Dr. Cocci, che cos’è l’Ipertrofia prostatica benigna?

L’ipertrofia prostatica benigna è un fisiologico ingrandimento della prostata che colpisce gli uomini a partire dai 30 anni e non ha nessuna correlazione con il tumore alla prostata. Se la vogliamo vedere sotto un punto di vista più ampio viene considerata una malattia del benessere in quanto, adesso che l’aspettativa di vita supera i 78 anni, sempre più uomini soffrono di ipertrofia prostatica proprio perché l’ingrandimento è rientra nel normale processo di invecchiamento.

Spesso è invece la conseguenza di cattive abitudini quotidiane: avere uno stile di vita sano e corretto è fondamentale per la salute del nostro organismo.

La prostata è infatti una ghiandola estremamente sensibile all’infiammazione, condizione causata per esempio da una cattiva alimentazione, da una vita sedentaria, dal fumo: i pazienti che soffrono prostatiti, cioè infiammazioni prostatiche ripetute durante l’arco della vita, svilupperanno un’ipertrofia prostatica più precoce e più severa.

Quali sono i sintomi con i quali si manifesta l’Ipertrofia prostatica benigna?

L’ingrandimento prostatico causa sintomi di tipo urinario ostruttivo in circa l’80% dei pazienti, rendendo difficoltoso il normale passaggio dell’urina dalla vescica all’esterno del corpo.

Ci sono poi ipertrofie prostatiche che danno sintomi più importanti quali: la diminuzione del getto dell’urina; l’aumento della frequenza urinaria; la necessità di alzarsi la notte per andare in bagno; infezione frequente (cistite o prostatite) per l’impossibilità di svuotare la vescica, fino a sintomi più importanti come la disfunzione erettile o l’impossibilità di urinare con la necessità del posizionamento di un catetere vescicale.

Come viene scelta la tipologia di trattamento per portare il paziente alla guarigione?

La maggior parte dei pazienti è costretta ad assumere farmaci per guarire dall’ipertrofia prostatica benigna; molti altri sono costretti a ricorrere a delle terapie chirurgiche.
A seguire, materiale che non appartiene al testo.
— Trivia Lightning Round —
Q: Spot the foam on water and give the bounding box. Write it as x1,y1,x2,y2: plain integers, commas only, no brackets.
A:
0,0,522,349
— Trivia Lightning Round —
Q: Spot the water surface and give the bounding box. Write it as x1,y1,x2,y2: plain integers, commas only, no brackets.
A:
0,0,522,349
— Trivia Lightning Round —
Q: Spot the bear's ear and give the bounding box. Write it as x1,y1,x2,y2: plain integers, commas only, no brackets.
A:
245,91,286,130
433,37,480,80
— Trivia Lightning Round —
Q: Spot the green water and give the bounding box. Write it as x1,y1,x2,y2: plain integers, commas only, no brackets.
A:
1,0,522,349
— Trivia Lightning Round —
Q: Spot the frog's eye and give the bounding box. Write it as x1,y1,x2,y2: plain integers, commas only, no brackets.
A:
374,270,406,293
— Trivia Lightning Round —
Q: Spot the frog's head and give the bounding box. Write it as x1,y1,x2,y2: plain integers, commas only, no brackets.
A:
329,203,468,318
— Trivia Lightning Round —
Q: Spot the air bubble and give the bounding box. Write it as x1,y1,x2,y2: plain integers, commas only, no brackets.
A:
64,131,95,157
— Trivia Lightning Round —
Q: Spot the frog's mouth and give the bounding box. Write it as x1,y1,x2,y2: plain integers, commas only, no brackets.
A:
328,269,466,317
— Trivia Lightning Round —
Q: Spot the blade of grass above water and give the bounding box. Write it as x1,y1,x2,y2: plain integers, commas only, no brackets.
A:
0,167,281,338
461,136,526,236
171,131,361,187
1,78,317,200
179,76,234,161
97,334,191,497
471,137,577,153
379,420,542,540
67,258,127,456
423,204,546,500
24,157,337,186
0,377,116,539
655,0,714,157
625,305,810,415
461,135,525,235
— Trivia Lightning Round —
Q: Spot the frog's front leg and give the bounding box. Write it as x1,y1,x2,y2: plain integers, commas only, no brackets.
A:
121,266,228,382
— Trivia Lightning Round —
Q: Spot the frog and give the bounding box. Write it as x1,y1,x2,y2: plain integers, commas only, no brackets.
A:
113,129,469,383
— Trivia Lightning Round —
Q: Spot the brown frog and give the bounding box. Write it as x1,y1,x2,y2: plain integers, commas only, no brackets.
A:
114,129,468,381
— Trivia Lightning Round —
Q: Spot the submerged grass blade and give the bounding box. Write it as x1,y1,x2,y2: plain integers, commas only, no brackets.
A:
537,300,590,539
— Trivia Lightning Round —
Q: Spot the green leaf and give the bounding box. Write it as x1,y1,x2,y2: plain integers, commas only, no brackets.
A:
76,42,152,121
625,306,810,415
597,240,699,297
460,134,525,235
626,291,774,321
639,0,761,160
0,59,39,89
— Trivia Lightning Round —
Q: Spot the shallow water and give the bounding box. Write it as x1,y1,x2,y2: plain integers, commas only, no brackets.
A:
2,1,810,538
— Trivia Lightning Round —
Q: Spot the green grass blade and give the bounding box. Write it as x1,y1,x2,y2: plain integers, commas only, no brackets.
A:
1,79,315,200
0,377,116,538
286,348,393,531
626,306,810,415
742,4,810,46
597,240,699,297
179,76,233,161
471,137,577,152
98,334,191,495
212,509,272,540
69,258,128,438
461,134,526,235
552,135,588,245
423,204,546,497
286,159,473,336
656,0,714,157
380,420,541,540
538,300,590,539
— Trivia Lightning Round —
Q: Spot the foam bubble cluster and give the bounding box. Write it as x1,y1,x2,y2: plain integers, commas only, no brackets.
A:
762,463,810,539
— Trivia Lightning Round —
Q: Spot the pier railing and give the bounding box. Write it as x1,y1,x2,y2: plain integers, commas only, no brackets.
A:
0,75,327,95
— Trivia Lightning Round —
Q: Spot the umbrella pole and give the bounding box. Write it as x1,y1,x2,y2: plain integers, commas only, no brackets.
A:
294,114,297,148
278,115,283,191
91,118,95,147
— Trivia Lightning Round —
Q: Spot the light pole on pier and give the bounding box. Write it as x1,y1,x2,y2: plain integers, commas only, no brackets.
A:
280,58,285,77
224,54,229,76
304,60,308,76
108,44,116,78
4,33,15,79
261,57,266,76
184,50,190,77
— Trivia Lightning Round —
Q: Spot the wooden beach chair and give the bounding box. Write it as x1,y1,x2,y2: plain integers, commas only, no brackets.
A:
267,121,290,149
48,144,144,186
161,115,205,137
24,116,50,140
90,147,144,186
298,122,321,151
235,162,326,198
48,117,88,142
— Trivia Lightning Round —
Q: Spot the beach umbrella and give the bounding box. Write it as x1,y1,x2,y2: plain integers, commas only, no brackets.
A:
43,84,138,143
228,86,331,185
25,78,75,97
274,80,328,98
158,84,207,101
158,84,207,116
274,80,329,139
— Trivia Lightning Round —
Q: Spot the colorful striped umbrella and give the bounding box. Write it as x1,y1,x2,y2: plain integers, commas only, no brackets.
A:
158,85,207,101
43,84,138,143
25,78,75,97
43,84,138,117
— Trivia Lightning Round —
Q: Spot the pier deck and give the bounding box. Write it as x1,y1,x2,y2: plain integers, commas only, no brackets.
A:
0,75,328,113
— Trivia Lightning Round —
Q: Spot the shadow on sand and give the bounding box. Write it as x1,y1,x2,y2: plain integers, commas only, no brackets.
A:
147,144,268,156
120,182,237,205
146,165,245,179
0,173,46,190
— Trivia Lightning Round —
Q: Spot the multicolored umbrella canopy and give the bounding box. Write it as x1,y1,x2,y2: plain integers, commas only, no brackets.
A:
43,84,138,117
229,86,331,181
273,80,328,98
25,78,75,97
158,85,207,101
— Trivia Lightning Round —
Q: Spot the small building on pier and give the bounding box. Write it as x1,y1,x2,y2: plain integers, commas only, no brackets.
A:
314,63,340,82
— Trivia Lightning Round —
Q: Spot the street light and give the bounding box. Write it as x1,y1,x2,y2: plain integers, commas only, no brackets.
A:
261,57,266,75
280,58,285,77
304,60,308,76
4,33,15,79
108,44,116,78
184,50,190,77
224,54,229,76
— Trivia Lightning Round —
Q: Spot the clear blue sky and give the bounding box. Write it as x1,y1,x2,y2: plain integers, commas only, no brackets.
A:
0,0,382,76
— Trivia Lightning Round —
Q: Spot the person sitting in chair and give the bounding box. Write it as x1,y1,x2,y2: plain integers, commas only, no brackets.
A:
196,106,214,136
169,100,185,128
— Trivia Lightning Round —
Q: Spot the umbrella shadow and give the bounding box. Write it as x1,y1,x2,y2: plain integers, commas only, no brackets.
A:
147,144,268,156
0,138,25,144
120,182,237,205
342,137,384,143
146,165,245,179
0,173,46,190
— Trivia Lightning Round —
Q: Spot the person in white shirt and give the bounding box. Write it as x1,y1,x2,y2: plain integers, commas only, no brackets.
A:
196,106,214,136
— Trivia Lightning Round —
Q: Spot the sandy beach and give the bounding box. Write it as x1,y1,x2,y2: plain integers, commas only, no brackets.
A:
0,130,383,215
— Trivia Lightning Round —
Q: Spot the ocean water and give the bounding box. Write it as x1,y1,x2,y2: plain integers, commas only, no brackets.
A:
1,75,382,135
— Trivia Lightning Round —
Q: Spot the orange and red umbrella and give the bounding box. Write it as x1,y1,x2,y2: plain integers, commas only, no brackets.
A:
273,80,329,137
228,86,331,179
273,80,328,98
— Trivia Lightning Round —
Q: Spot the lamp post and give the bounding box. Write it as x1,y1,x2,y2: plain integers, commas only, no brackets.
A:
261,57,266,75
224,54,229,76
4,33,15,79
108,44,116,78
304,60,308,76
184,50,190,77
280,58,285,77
Ogni trattamento scelto è comunque secondario ad una diagnosi ed il paziente dovrà essere prima inquadrato con tutta una serie di esami: più i sintomi sono importanti, più ci si sposterà su terapie maggiormente aggressive.

Per ogni paziente esiste la metodica giusta ed è estremamente utile che in un’unica clinica siano disponibili tutte le terapie e metodiche, in modo che l’urologo ed il chirurgo possano scegliere il percorso più adatto a trattare ogni singola prostata: una vera e propria tailor made therapy, una terapia sartoriale scelta in base ai sintomi e alla situazione medica del paziente.

Come viene trattata, in prima istanza, l’Ipertrofia prostatica benigna?

L’ipertrofia prostatica, come tutte le alte malattie, si approccia in una prima istanza a livello farmacologico. I farmaci disponibili sono di tre famiglie e dipendono chiaramente dal grado di severità della malattia. Si parte con i fitofarmaci, cioè farmaci di totale estrazione naturale che hanno un’azione antinfiammatoria molto blanda e che possono essere applicarti a pazienti con sintomi estremamente leggeri in particolare nella giovane età. Seguono i farmaci alfalitici, che vanno direttamente ad allentare la costrizione data dall’ingrossamento della prostata. Sono dei farmaci estremamente efficaci ma poco graditi dal paziente in quanto hanno lo spiacevole effetto collaterale di bloccare l’espulsione dello sperma durante l’orgasmo e questo è un qualcosa che molti uomini non gradiscono a prescindere dal miglioramento della condizione urinaria.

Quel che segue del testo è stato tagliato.